Quand Frantz Herman découvre le texte de la pièce « Agnes of God » en anglais, il recherche en vain la traduction en français. Il s’emploie alors à traduire la pièce avec la ferme intention de la mettre en scène après en avoir obtenu les droits de l’auteur. Ce qui est chose faite et aboutie avec la création théâtrale en ce 7 novembre.
En prologue, référence est faite au film « le Roman de Marguerite Gautier » de George Cukor avec Greta Garbo, adapté de « La Dame aux camélias », l’actrice sur scène espérant une « dernière bobine » qui viendrait clore le film sur une fin heureuse, fin qu’elle sait ne pas advenir. On pense alors qu’il en sera de même une heure trente plus tard.
La psy Vicky Lourenço à gauche et la “mère supérieure” interprétée par Martine Héquet – Photo Thibault Domenici
Comment parler de la pièce sans en dire trop ? Nous sommes dans un couvent. Une jeune nonne a accouché dans sa cellule et le bébé est retrouvé mort étranglé dans une corbeille sous le lit de la nonne, laquelle ne se souvient apparemment de rien. La police est appelée. Un juge délègue une psychiatre au couvent pour démêler l’affaire, car toute une série de questions se pose : qui est le père (les hommes n’étant pas légion dans ce milieu clos) ? La grossesse de la jeune nonne était-elle connue au couvent ? La nonne était-elle consciente de sa grossesse ? A-t-elle accouché seule, ou quelqu’un était-il (elle) présent(e) dans la cellule lors de l’accouchement ? Qui a tué le bébé ? Avec une question subsidiaire : ou la nonne est folle, auquel cas elle serait internée, ou criminelle, et ce serait la prison, ou pire ?
La psychiatre rencontre tour à tour la mère supérieure du couvent, puis Agnès, la jeune nonne. Elle s’emploie à faire jaillir la lumière, non pas celle qui vient du ciel, lumière divine, mais la vérité terrestre, celle des faits. Face à l’opposition de l’une, le dialogue impossible avec l’autre, elle va utiliser divers stratagèmes afin de s’approcher de la vérité. Séances de psychanalyses, qui révèleront les identités des unes… et de la psy prise à son propre jeu.
Dans le rôle d’Agnès, Sarah Bluchet Houari révèle une jeune comédienne pleine de talent, aux côtés de sa « mère supérieure » interprétée par l’Orléanaise Martine Héquet qui en impose de toute son autorité pour cacher la vérité à la psy, rôle dans lequel excelle Vicky Lourenço, actrice aux multiples qualités, bien connue sur la métropole orléanaise.
Avec la jeune nonne, Sarah Bluchet Houari – Photo Thibault Domenici
Vicky Lourenço, repérée par Frantz Herman le metteur en scène lors d’une lecture de contes, et qui, avoue-t-elle, se prépare durant une heure afin d’investir totalement le rôle de la psy, est exceptionnelle sur le plateau, tant elle est pénétrée par son personnage, durant une heure trente sans jamais quitter la scène de théâtre.

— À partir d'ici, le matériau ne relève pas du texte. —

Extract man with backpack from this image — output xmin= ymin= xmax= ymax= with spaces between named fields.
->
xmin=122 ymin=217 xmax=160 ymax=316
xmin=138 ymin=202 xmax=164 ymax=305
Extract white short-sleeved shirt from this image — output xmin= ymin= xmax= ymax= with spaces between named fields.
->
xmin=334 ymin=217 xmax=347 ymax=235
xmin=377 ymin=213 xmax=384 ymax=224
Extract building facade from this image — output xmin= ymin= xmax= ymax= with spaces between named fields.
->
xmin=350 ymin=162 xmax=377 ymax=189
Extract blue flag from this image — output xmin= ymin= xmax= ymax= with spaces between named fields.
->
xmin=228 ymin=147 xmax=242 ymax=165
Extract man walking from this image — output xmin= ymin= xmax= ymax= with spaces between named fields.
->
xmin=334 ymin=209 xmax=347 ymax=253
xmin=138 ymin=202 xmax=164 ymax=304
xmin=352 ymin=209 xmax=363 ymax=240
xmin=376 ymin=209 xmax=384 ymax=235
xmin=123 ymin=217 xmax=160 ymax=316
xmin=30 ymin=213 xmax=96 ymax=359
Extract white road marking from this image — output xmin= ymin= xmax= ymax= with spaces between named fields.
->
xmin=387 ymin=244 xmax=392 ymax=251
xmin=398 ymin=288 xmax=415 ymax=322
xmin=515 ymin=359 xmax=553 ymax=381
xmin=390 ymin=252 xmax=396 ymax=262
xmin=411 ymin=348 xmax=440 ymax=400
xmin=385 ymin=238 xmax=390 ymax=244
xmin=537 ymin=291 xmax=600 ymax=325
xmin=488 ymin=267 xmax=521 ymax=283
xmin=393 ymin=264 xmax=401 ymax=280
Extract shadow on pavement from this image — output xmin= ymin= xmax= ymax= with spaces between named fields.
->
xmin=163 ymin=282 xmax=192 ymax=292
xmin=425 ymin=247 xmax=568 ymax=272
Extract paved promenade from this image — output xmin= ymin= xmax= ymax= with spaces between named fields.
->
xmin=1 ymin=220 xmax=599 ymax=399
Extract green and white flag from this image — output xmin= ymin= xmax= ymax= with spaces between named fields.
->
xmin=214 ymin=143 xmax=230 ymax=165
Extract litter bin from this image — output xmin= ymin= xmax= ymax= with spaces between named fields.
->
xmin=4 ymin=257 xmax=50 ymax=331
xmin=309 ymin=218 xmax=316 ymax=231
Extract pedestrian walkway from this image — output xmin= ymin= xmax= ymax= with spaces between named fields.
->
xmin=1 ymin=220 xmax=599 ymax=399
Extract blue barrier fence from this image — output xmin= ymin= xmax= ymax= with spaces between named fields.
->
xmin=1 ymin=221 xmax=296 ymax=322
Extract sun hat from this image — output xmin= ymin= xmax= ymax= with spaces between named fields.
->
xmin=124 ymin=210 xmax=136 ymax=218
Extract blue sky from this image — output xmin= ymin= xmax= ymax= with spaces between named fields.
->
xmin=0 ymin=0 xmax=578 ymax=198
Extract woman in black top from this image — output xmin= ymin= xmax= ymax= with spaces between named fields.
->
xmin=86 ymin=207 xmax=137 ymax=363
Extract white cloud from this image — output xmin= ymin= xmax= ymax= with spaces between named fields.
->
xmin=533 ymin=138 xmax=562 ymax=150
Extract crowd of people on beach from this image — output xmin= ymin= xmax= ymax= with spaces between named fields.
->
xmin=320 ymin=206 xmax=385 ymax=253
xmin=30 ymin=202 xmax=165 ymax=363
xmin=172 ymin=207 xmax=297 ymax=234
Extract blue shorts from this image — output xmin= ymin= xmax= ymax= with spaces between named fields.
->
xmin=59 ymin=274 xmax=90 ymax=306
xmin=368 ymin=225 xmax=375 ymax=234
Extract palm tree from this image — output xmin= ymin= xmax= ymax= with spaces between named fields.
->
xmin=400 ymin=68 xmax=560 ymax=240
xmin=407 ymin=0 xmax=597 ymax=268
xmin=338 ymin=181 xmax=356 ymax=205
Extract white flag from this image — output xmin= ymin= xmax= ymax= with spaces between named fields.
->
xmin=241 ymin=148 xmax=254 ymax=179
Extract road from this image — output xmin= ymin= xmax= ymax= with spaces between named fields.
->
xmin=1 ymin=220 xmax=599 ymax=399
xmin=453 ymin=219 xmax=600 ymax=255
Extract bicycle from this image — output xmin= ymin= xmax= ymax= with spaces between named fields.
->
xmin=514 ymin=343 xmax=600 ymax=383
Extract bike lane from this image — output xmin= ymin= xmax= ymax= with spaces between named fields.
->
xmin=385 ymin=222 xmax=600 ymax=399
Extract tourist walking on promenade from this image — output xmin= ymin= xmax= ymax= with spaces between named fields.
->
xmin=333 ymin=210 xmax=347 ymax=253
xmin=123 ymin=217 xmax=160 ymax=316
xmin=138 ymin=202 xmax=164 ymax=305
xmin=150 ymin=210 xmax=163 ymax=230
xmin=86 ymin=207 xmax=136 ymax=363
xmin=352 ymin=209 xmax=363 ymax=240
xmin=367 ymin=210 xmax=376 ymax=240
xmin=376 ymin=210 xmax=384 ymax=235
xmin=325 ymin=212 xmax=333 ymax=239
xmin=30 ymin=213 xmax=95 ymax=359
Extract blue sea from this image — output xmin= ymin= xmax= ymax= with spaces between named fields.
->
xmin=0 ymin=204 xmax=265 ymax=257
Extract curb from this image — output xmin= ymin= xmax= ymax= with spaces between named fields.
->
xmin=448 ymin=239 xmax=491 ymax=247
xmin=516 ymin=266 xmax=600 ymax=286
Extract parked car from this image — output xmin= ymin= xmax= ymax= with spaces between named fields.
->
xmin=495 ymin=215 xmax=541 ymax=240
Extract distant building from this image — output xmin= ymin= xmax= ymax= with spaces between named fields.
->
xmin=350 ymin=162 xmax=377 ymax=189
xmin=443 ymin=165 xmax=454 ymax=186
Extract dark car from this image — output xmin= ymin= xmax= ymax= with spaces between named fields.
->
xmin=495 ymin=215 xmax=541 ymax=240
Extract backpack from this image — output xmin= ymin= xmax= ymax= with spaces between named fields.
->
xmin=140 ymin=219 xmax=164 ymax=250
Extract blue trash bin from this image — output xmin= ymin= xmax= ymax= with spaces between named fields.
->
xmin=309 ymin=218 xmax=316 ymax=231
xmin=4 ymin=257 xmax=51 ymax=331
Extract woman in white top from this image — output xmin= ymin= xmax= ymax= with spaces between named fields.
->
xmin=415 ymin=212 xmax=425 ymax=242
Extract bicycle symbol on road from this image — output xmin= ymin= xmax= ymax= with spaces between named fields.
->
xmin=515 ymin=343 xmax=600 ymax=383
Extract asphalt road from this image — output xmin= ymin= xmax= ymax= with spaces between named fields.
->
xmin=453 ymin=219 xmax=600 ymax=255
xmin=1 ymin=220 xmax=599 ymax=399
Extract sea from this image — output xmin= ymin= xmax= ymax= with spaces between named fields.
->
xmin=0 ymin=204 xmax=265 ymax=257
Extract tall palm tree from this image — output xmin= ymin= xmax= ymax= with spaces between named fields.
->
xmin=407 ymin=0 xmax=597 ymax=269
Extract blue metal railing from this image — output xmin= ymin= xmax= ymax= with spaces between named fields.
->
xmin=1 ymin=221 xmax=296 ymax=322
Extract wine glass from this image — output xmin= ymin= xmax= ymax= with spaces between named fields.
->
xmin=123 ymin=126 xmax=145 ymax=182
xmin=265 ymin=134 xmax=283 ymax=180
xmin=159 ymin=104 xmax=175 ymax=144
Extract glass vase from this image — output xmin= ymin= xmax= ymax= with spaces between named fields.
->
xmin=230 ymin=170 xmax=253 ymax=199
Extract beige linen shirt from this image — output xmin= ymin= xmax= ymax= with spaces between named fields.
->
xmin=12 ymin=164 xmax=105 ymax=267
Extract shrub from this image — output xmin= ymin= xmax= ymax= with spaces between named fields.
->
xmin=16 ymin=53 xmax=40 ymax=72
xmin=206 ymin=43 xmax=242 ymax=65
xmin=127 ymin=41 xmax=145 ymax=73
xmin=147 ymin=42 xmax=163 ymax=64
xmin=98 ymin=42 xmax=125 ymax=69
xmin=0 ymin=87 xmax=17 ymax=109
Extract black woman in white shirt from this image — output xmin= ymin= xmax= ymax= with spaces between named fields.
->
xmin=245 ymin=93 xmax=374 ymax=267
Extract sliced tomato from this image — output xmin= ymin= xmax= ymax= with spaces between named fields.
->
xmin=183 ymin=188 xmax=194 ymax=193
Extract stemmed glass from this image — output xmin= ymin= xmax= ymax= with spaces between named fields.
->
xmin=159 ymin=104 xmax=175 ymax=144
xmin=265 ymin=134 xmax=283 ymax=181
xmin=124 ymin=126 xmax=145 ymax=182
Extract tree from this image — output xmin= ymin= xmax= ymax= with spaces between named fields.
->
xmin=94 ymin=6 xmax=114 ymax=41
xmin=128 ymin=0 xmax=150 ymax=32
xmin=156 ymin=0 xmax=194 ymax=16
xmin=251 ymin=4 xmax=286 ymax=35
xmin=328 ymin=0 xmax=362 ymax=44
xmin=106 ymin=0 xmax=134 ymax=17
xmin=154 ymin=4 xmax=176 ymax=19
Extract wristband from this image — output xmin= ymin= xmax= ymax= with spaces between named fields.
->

Sacrée performance dans une « mise en scène minimaliste » voulue par Frantz Herman et reposant sur l’interprétation des trois comédiennes. « Pièce presque philosophique, confie le metteur en scène, où le spectateur est à l’intérieur du procès en tant que juré, qui en dehors de ses propres convictions religieuses, en faisant abstraction de ses propres préjugés par rapport à la religion, peut réagir en tant qu’être humain face à une telle enquête ».
Représentation unique en ce jeudi ! Sans doute, encore que rien n’est acté, la pièce se rejouera au cours de la saison 25/26 en métropole orléanaise, là où la Compagnie a été accueillie en résidence. Ainsi en va-t-il de la vie des artistes professionnels, quand des mois de travail pour un spectacle aussi fort, aussi abouti, se concluent par si peu.
Plus d’infos autrement sur Magcentre :
Que voir au théâtre en Région lors de ces deux derniers mois de 2024 ?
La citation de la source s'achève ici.